While generalists such as elephants and leopards adapt fairly well to changing environments, the persistence of the LTM, a habitat specialist species, would depend on retention or establishment of canopy connectivity that would connect forest fragments to facilitate movement of males and improve genetic diversity in fragmented populations (Kumar, Singh, Kumara, Sharma, & Bertsch, 2001; Umapathy et al., 2011; Ram et al., 2015). The larger question of inbreeding is yet to be explored in large mammals in fragmented landscapes but facilitating free passage by establishing physical and functional connectivity using tree cover areas of monoculture habitats to nearest forest habitats would enhance their survival in production landscapes.

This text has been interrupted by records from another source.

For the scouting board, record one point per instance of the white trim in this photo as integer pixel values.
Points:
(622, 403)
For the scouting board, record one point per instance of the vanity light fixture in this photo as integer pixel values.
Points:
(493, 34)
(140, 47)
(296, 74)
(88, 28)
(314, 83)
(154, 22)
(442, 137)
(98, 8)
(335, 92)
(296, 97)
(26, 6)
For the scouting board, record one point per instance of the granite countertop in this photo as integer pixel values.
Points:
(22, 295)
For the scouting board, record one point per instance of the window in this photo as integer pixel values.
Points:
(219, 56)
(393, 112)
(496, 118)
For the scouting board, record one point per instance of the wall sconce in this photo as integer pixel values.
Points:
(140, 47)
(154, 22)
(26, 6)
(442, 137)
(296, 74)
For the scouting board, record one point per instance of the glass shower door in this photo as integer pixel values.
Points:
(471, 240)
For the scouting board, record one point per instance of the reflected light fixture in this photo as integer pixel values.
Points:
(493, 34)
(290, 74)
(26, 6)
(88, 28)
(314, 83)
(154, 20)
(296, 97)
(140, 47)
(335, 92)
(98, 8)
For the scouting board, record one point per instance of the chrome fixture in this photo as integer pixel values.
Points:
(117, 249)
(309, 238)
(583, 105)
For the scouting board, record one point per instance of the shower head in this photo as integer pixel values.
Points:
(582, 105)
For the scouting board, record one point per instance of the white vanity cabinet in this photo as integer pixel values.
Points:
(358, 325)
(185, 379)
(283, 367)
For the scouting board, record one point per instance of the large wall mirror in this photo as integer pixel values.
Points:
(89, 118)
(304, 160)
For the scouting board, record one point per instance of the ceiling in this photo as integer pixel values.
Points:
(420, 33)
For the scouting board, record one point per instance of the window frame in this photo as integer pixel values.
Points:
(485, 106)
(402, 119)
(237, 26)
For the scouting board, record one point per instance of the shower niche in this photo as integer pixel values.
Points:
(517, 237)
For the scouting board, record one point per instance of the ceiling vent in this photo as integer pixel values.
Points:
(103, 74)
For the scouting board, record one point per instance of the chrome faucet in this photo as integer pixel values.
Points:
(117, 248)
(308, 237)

This article intends to bring out the point that wide-ranging species such as elephants and leopards, which are habitat generalists, can adapt and thrive fairly well in landscape matrices of anthropogenic habitats and in changing environments. While in the case of habitat sensitive and specialist species such as LTMs, further degradation or disappearance of rainforest habitats could potentially lead to local extinction of species.
A major challenge for wildlife conservation outside PAs is that most people are unaware of substantial biodiversity that exists in their own lands. The necessity for increased stewardship of PAs and communicating the beauty and ecological importance of wildlife in production landscapes to combat the thinking of restricting wild animals to forests alone is important. As biologists, we need to bring science and conservation efforts to the general public by getting people involved in conservation by understanding the role of nonforest areas for wildlife conservation. This transparent and integrative approach could help develop an appreciation of the criticality of natural and nonnatural habitats in biodiversity conservation. Through combined efforts among researchers, conservation agencies, policy makers, and citizens, it is not a distant possibility to bring meaningful changes in the idea or perception of what constitutes a habitat and how they are viewed, managed, and appreciated.
Acknowledgments
The authors wish to thank Tamil Nadu and Karnataka state forest departments, plantation companies, and local communities for their continued support and Nature Conservation Foundation, National Institute of Advanced Studies, and University of Mysore for institutional support. The authors also thank Ganesh Raghunathan for letting them use his images for the paper. Whitley Fund for Nature, Elephant Family, Rufford Foundation, Van Tienhoven Foundation, Nilekani Philanthropies and Oracle India have supported the long-term research.
Declaration of Conflicting Interests
The author(s) declared no potential conflicts of interest with respect to the research, authorship, and/or publication of this article.
Funding
The author(s) received no financial support for the research, authorship, and/or publication of this article.